By analyzing existing cross correlation between John Hancock Income and PGIM Short Duration, you can compare the effects of market volatilities on John Hancock and PGIM Short and check how they will diversify away market risk if combined in the same portfolio for a given time horizon. You can also utilize pair trading strategies of matching a long position in John Hancock with a short position of PGIM Short. Check out your portfolio center. Please also check ongoing floating volatility patterns of John Hancock and PGIM Short.
Diversification Opportunities for John Hancock and PGIM Short
-0.23 | Correlation Coefficient |
Very good diversification
The 3 months correlation between John and PGIM is -0.23. Overlapping area represents the amount of risk that can be diversified away by holding John Hancock Income and PGIM Short Duration in the same portfolio, assuming nothing else is changed. The correlation between historical prices or returns on PGIM Short Duration and John Hancock is a relative statistical measure of the degree to which these equity instruments tend to move together. The correlation coefficient measures the extent to which returns on John Hancock Income are associated (or correlated) with PGIM Short. Values of the correlation coefficient range from -1 to +1, where. The correlation of zero (0) is possible when the price movement of PGIM Short Duration has no effect on the direction of John Hancock i.e., John Hancock and PGIM Short go up and down completely randomly.

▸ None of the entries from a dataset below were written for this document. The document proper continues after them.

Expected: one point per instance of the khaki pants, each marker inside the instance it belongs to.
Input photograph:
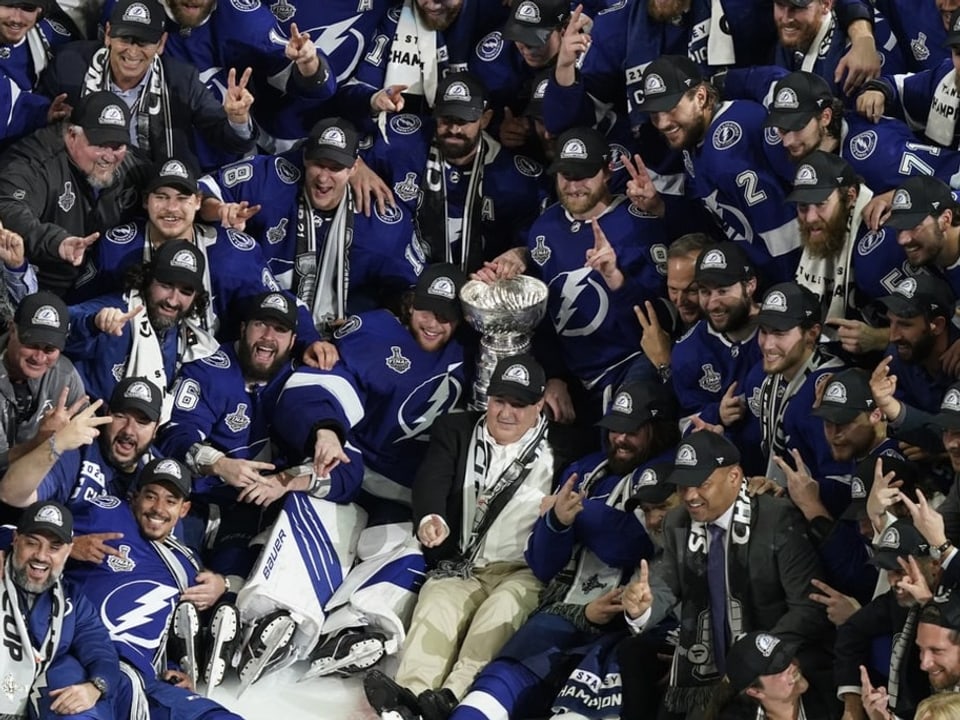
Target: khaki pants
(459, 625)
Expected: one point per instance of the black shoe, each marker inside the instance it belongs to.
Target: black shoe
(437, 704)
(384, 695)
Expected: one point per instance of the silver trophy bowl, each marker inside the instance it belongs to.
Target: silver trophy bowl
(505, 313)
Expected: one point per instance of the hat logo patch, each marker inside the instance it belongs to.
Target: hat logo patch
(518, 374)
(184, 259)
(907, 288)
(714, 260)
(137, 12)
(686, 456)
(951, 400)
(890, 539)
(653, 84)
(574, 148)
(49, 514)
(334, 136)
(275, 301)
(112, 115)
(857, 489)
(766, 644)
(174, 167)
(139, 391)
(527, 12)
(901, 200)
(786, 100)
(442, 286)
(458, 91)
(168, 467)
(623, 403)
(775, 301)
(806, 175)
(46, 315)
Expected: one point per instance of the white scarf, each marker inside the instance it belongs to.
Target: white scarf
(831, 278)
(23, 664)
(418, 45)
(942, 119)
(146, 357)
(720, 49)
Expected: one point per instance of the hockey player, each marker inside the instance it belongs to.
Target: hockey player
(335, 259)
(729, 166)
(625, 251)
(291, 76)
(234, 269)
(472, 198)
(152, 568)
(33, 375)
(165, 300)
(58, 660)
(165, 96)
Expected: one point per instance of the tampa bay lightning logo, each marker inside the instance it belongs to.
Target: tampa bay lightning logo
(136, 613)
(428, 401)
(578, 303)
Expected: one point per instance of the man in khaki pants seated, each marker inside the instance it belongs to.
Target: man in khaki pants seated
(475, 500)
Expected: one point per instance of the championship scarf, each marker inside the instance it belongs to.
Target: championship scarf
(693, 672)
(152, 109)
(831, 278)
(322, 283)
(23, 664)
(942, 118)
(146, 357)
(432, 216)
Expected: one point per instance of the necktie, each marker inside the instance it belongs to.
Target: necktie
(716, 572)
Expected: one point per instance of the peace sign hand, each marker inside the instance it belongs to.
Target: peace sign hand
(301, 50)
(237, 101)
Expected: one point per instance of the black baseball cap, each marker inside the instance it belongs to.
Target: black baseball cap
(104, 117)
(140, 19)
(862, 481)
(167, 471)
(582, 152)
(921, 295)
(846, 396)
(438, 290)
(176, 174)
(949, 416)
(797, 98)
(722, 265)
(462, 96)
(532, 21)
(334, 139)
(756, 654)
(819, 175)
(916, 198)
(42, 319)
(637, 403)
(649, 485)
(275, 306)
(137, 393)
(47, 517)
(666, 80)
(518, 377)
(179, 261)
(899, 539)
(699, 455)
(953, 31)
(789, 305)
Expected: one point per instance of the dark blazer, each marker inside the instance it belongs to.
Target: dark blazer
(438, 486)
(193, 107)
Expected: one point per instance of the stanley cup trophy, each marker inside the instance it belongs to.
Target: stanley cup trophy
(505, 313)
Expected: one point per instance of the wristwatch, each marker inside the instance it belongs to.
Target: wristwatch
(938, 552)
(100, 684)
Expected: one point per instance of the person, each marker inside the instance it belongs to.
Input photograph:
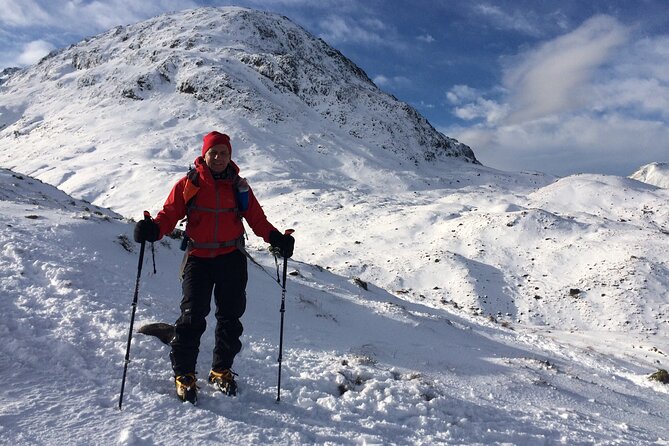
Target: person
(214, 198)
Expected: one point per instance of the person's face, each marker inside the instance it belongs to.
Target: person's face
(217, 158)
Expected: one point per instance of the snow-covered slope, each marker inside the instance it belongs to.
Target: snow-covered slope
(360, 366)
(502, 307)
(653, 173)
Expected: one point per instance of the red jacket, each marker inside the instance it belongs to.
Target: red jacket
(212, 216)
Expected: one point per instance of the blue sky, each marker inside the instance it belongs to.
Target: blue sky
(556, 86)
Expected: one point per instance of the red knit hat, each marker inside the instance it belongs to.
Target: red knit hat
(215, 138)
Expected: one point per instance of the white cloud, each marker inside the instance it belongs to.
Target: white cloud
(24, 13)
(34, 51)
(394, 81)
(427, 38)
(556, 77)
(593, 100)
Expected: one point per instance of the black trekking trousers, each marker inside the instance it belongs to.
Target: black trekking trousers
(227, 276)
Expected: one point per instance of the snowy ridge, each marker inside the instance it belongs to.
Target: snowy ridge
(501, 307)
(144, 94)
(360, 366)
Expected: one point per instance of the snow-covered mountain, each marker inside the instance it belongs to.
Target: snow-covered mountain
(148, 92)
(654, 173)
(500, 307)
(360, 366)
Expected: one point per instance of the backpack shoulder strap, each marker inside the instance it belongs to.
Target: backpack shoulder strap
(192, 187)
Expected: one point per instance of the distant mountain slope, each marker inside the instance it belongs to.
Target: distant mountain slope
(142, 96)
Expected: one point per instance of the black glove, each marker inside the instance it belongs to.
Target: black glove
(285, 243)
(146, 231)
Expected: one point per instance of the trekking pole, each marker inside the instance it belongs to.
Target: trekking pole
(282, 310)
(147, 216)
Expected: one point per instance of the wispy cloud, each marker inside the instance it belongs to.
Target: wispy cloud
(392, 81)
(517, 20)
(427, 38)
(595, 93)
(34, 51)
(338, 30)
(556, 76)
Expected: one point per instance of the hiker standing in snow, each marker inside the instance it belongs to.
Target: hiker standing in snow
(214, 198)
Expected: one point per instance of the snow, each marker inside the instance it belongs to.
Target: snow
(501, 307)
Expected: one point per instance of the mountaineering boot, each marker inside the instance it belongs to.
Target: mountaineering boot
(186, 387)
(224, 381)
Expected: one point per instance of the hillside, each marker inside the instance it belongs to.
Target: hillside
(360, 366)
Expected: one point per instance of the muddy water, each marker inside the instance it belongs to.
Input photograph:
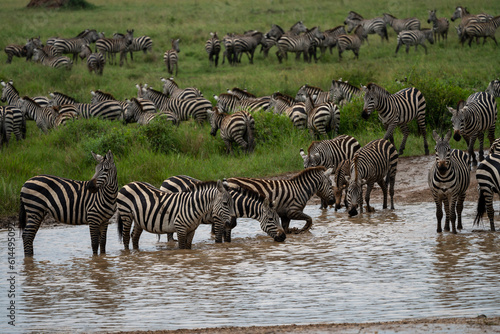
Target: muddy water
(389, 265)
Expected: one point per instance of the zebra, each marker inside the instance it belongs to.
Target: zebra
(109, 47)
(376, 25)
(56, 62)
(238, 127)
(72, 202)
(472, 118)
(159, 212)
(182, 109)
(401, 24)
(212, 47)
(300, 43)
(171, 58)
(396, 110)
(291, 195)
(172, 90)
(136, 114)
(376, 162)
(247, 204)
(439, 25)
(487, 175)
(342, 91)
(415, 37)
(448, 180)
(481, 29)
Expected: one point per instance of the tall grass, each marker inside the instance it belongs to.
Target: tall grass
(446, 75)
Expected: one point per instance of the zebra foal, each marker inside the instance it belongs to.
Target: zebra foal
(448, 180)
(71, 202)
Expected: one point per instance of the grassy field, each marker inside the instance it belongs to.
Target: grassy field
(447, 74)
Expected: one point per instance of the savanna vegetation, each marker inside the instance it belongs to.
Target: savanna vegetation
(446, 75)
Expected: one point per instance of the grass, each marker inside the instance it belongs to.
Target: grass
(446, 75)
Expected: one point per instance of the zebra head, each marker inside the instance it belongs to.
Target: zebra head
(443, 150)
(105, 173)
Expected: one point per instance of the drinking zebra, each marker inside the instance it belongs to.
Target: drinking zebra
(195, 108)
(71, 202)
(440, 25)
(448, 179)
(238, 127)
(472, 119)
(487, 175)
(172, 90)
(396, 110)
(342, 91)
(376, 162)
(291, 195)
(159, 212)
(171, 58)
(212, 47)
(247, 204)
(401, 24)
(416, 38)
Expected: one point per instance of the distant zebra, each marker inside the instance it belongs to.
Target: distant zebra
(291, 195)
(396, 110)
(212, 47)
(171, 58)
(195, 108)
(472, 119)
(416, 38)
(71, 202)
(448, 180)
(342, 91)
(159, 212)
(172, 90)
(297, 44)
(487, 175)
(376, 162)
(440, 25)
(56, 62)
(247, 204)
(401, 24)
(238, 127)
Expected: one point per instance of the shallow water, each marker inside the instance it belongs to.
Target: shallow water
(388, 265)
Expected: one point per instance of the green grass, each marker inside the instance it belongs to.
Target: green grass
(447, 74)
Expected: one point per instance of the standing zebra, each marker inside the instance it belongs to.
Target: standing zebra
(401, 24)
(448, 179)
(416, 38)
(487, 175)
(71, 202)
(440, 25)
(291, 195)
(159, 212)
(171, 58)
(472, 119)
(212, 47)
(376, 162)
(238, 127)
(396, 110)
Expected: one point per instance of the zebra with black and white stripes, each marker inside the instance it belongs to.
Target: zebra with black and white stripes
(72, 202)
(171, 57)
(291, 195)
(238, 127)
(472, 119)
(376, 162)
(159, 212)
(396, 110)
(487, 175)
(415, 38)
(399, 25)
(247, 204)
(448, 180)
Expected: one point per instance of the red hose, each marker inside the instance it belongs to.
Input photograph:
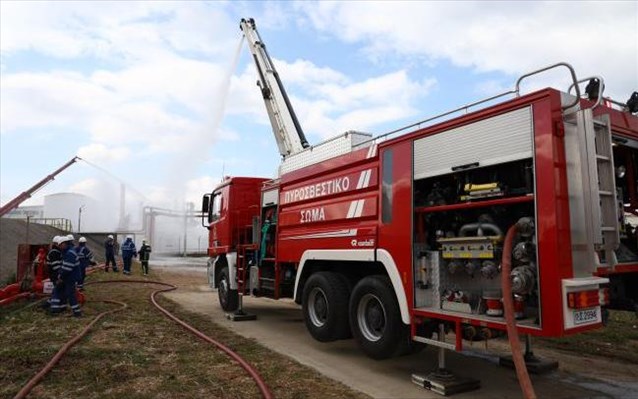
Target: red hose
(508, 308)
(265, 391)
(38, 377)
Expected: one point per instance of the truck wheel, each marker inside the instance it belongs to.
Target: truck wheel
(325, 306)
(210, 273)
(228, 299)
(376, 319)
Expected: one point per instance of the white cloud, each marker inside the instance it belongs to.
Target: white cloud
(598, 38)
(115, 30)
(102, 154)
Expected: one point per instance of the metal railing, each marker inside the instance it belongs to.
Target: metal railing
(515, 91)
(58, 223)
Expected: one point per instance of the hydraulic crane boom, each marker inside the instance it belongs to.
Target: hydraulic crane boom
(285, 126)
(14, 203)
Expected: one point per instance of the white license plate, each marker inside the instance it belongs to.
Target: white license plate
(586, 316)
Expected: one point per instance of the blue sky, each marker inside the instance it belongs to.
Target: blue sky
(139, 88)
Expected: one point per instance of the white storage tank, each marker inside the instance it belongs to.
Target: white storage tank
(67, 206)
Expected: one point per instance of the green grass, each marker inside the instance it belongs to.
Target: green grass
(618, 340)
(139, 353)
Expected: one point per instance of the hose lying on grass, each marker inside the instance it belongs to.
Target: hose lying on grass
(508, 306)
(263, 388)
(49, 366)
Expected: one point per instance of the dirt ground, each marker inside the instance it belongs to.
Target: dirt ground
(578, 375)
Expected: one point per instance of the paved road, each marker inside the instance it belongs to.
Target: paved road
(280, 327)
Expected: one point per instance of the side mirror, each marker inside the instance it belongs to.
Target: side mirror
(205, 209)
(205, 203)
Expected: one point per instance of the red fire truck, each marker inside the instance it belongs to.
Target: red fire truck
(386, 238)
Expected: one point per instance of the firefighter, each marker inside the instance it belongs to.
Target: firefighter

Pair Corralation between John Hancock and PGIM Short
Considering the 90-day investment horizon John Hancock Income is expected to under-perform the PGIM Short. In addition to that, John Hancock is 1.03 times more volatile than PGIM Short Duration. It trades about -0.01 of its total potential returns per unit of risk. PGIM Short Duration is currently generating about 0.01 per unit of volatility. If you would invest 1,652 in PGIM Short Duration on August 31, 2024 and sell it today you would earn a total of 1.00 from holding PGIM Short Duration or generate 0.06% return on investment over 90 days.
Time Period | 3 Months [change] |
Direction | Moves Against |
Strength | Insignificant |
Accuracy | 95.65% |
Values | Daily Returns |
John Hancock Income vs. PGIM Short Duration
Performance |
Timeline |
John Hancock Income |
PGIM Short Duration |
John Hancock and PGIM Short Volatility Contrast
Predicted Return Density |
Returns |
Pair Trading with John Hancock and PGIM Short
The main advantage of trading using opposite John Hancock and PGIM Short positions is that it hedges away some unsystematic risk. Because of two separate transactions, even if John Hancock position performs unexpectedly, PGIM Short can make up some of the losses. Pair trading also minimizes risk from directional movements in the market. For example, if an entire industry or sector drops because of unexpected headlines, the short position in PGIM Short will offset losses from the drop in PGIM Short's long position.John Hancock vs. MFS High Income | John Hancock vs. MFS Investment Grade | John Hancock vs. Blackrock Muniholdings Closed | John Hancock vs. Eaton Vance National |
PGIM Short vs. John Hancock Income | PGIM Short vs. MFS High Income | PGIM Short vs. MFS Investment Grade | PGIM Short vs. Blackrock Muniholdings Closed |
Check out your portfolio center.Note that this page's information should be used as a complementary analysis to find the right mix of equity instruments to add to your existing portfolios or create a brand new portfolio. You can also try the Portfolio Center module to all portfolio management and optimization tools to improve performance of your portfolios.